Despite having only been released last week, the 2016 version of Apple's 12-inch Retina MacBook is already proving to be one of the more powerful laptops available in the market.

Initial Geekbench benchmark scores show that the Skylake-powered MacBook is significantly faster compared to its counterparts from last year. Depending on the user's preferred configuration, the new 12-inch Retina MacBook could run between 5 percent and 18 percent faster than the 2015 version.

According to the results, a MacBook equipped with Intel's 1.1GHz Skylake processor can provide a CPU performance of about 5 percent to 10 percent better than that of the earlier Broadwell-powered MacBook. The Skylake configuration resulted in a 2,534 single-core score and a 5,025 multi-core score on Geekbench.

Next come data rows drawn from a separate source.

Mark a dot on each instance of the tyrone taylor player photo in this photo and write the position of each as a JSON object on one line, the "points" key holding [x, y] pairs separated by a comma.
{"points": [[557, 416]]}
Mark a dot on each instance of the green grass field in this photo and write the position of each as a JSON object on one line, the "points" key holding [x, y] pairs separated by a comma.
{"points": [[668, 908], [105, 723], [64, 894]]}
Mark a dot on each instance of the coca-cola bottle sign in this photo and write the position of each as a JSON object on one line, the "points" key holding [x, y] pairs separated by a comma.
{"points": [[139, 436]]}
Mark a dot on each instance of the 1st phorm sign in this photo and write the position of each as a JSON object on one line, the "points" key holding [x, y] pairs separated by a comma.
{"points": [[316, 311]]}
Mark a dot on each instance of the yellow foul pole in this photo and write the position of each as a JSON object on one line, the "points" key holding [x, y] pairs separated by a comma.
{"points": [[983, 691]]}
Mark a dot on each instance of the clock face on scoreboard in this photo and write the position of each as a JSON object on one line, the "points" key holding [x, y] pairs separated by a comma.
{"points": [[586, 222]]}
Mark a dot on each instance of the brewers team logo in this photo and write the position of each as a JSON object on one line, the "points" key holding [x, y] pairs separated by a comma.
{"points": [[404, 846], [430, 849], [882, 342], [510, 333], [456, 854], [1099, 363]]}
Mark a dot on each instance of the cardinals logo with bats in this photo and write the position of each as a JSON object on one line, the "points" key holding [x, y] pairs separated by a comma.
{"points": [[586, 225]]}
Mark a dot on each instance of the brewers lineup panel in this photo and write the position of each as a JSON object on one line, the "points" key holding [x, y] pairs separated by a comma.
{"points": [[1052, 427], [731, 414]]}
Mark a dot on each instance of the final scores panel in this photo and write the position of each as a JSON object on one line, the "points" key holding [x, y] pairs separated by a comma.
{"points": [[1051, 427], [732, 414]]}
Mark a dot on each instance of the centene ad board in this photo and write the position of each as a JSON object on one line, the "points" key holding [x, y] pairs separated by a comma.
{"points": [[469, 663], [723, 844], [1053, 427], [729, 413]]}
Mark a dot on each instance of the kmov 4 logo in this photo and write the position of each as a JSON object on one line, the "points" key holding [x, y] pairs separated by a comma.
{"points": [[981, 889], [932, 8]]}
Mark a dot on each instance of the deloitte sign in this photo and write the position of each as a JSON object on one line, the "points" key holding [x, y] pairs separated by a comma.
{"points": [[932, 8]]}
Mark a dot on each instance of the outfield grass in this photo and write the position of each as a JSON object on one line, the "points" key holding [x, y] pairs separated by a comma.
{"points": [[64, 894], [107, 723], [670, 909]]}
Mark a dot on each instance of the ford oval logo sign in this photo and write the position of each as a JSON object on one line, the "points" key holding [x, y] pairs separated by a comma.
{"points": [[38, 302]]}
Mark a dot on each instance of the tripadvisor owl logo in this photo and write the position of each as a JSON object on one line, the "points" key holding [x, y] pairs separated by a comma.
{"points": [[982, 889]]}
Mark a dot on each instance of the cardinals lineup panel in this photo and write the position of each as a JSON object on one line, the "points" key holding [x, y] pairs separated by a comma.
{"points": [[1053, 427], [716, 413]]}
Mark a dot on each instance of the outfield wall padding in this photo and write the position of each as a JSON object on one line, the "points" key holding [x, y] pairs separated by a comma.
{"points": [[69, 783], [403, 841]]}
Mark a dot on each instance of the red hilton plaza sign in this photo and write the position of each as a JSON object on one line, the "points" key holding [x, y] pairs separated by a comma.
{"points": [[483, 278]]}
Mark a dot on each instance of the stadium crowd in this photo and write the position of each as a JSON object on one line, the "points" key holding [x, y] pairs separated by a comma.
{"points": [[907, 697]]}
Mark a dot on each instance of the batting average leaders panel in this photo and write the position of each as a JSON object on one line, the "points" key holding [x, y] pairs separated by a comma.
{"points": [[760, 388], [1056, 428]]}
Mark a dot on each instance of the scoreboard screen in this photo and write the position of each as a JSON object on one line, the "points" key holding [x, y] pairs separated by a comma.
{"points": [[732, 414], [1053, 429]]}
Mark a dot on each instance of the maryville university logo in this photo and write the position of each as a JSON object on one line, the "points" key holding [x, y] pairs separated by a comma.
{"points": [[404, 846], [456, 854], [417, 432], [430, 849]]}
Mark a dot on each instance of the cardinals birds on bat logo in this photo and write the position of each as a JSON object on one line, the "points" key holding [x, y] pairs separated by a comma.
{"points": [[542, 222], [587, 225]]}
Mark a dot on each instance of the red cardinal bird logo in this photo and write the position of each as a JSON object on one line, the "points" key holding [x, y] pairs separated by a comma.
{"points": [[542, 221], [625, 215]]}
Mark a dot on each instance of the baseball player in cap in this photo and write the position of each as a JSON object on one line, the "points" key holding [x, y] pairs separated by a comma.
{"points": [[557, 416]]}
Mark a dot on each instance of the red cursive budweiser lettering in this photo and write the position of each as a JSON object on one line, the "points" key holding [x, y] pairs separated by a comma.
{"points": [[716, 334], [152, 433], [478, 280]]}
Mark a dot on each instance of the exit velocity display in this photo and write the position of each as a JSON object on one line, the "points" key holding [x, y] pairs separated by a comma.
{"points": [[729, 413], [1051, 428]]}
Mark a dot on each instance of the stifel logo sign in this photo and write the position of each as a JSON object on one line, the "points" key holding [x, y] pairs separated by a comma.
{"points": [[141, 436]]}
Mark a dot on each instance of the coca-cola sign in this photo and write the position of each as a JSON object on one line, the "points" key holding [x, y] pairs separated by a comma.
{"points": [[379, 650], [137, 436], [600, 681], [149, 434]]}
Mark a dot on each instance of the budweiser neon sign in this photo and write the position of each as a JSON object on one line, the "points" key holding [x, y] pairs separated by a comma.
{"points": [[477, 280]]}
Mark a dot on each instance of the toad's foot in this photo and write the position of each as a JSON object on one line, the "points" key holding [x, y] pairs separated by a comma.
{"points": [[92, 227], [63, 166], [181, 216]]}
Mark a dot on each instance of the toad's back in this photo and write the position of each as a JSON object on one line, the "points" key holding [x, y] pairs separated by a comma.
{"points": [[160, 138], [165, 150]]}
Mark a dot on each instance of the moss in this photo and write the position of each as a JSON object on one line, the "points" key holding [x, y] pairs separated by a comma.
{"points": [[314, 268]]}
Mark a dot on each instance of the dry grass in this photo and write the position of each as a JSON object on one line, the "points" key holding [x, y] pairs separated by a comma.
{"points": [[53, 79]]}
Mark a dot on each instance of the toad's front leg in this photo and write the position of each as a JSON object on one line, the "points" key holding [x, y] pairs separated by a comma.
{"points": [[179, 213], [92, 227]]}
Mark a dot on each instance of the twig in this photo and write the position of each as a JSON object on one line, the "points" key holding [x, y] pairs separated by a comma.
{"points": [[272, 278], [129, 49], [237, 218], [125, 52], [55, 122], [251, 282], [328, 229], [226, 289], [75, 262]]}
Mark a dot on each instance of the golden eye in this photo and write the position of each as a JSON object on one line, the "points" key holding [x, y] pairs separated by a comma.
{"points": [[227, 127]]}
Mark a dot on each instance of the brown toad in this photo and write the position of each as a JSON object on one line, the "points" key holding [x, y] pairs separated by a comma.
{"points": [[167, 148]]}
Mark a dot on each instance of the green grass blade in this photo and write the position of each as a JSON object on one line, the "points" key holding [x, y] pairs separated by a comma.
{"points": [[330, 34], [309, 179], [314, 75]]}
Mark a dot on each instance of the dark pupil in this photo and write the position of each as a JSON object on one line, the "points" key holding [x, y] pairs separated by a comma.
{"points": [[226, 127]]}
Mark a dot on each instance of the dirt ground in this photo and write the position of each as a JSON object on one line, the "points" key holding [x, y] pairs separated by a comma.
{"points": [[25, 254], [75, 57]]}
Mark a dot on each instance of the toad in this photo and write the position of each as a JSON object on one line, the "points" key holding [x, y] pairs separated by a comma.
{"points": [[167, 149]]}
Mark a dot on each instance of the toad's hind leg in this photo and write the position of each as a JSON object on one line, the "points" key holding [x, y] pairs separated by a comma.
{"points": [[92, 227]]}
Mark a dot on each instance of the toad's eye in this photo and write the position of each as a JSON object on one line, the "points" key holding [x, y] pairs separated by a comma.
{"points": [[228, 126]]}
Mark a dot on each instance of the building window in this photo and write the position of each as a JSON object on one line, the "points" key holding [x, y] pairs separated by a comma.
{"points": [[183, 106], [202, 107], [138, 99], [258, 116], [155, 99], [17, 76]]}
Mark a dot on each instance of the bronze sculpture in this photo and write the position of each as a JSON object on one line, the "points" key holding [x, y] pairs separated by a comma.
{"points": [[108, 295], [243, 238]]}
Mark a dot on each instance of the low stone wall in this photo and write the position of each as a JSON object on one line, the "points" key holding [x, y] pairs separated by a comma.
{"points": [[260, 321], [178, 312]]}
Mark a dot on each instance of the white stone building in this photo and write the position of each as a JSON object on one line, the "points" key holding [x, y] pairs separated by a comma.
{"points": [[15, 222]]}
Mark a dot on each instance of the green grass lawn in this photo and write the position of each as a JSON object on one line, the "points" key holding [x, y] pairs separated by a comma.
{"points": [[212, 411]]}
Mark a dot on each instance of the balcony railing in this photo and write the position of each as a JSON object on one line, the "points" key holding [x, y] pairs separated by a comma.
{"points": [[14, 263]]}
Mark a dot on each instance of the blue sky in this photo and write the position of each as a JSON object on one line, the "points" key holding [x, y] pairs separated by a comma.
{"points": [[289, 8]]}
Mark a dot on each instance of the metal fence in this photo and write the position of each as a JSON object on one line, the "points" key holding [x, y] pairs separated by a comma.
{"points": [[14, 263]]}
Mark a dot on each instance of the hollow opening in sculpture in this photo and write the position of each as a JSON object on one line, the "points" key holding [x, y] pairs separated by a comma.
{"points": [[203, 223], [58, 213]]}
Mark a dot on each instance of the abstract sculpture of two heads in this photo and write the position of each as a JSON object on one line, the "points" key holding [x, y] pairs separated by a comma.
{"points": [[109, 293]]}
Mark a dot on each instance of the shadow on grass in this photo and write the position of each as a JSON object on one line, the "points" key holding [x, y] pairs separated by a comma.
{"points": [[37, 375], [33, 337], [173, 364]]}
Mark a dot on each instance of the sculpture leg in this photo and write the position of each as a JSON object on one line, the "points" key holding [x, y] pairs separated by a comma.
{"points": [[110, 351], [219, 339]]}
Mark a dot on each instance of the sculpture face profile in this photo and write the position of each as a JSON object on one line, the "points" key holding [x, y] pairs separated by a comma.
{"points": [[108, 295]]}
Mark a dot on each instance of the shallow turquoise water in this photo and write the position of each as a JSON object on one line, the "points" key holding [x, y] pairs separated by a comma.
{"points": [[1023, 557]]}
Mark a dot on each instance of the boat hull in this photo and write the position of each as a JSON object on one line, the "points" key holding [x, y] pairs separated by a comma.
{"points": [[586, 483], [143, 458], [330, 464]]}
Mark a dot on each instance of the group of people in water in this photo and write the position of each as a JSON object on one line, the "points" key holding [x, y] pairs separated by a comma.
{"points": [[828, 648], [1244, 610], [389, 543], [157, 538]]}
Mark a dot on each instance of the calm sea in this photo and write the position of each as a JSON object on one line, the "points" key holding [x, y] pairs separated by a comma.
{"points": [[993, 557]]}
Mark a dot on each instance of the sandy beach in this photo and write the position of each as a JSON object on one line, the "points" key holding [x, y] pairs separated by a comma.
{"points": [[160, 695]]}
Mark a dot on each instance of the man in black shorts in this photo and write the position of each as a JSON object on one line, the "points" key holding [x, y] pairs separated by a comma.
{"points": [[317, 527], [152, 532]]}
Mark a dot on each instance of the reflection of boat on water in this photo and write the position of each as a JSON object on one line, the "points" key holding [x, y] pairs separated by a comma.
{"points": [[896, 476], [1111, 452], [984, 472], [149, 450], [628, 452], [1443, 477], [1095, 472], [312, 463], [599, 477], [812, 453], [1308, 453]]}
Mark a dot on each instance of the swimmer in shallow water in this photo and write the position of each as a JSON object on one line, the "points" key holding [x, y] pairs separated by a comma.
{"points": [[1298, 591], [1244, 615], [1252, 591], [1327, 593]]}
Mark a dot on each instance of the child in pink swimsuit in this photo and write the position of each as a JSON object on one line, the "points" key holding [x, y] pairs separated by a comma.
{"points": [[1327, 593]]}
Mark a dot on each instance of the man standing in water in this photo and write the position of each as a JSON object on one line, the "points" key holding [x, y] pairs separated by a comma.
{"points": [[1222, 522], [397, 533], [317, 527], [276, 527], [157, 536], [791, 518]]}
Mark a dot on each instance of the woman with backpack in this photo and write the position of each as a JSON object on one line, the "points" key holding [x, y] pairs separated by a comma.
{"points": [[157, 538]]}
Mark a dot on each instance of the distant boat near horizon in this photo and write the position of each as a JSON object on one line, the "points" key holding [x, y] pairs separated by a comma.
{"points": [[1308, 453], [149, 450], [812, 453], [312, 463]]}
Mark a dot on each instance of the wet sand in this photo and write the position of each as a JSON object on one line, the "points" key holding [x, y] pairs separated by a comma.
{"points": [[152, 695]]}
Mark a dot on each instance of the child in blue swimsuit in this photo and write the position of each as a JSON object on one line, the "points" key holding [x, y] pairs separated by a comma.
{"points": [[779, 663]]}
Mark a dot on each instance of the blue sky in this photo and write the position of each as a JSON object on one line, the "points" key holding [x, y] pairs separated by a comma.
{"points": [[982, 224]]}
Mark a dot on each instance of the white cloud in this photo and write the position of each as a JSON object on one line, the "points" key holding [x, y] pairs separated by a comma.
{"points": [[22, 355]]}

Investing on a pricier MacBook with a 1.2GHz Skylake Core m5 configuration can give you an even better CPU performance, recording a Geekbench single-core score of 2,894 and a multi-core score of 5,845. This is a 15 percent to 18 percent faster performance compared to the 2015 MacBook model sporting the same specifications.

If you're still not convinced, you can opt for a 1.3GHz Intel Core m7-powered MacBook. This configuration produced a single-core benchmark score of 3,023 and a multi-core score of 6,430, making it 9 percent to 17 percent faster compared to the 1.3GHz Broadwell-powered MacBook from last year.

This may be a more costly build, netting somewhere between $1,549 and $1,749 depending on your preferred storage options, but it could prove to be a reasonable investment especially if processing speed is a particular concern for you.

The 2016 12-inch Retina MacBook is available in different colors. You can choose from the sleek Gold, Silver and Space Gray variants or opt for the new Rose Gold model.

As far as storage options go, this new MacBook comes in 256 GB and 512 GB editions. The 256 GB version fitted with a 1.1GHz dual-core Skylake processor costs $1,299 while the 512 GB comes with a faster 1.2GHz processor costs $1,599. You can also choose to upgrade the MacBook's processor to a 1.3GHz one.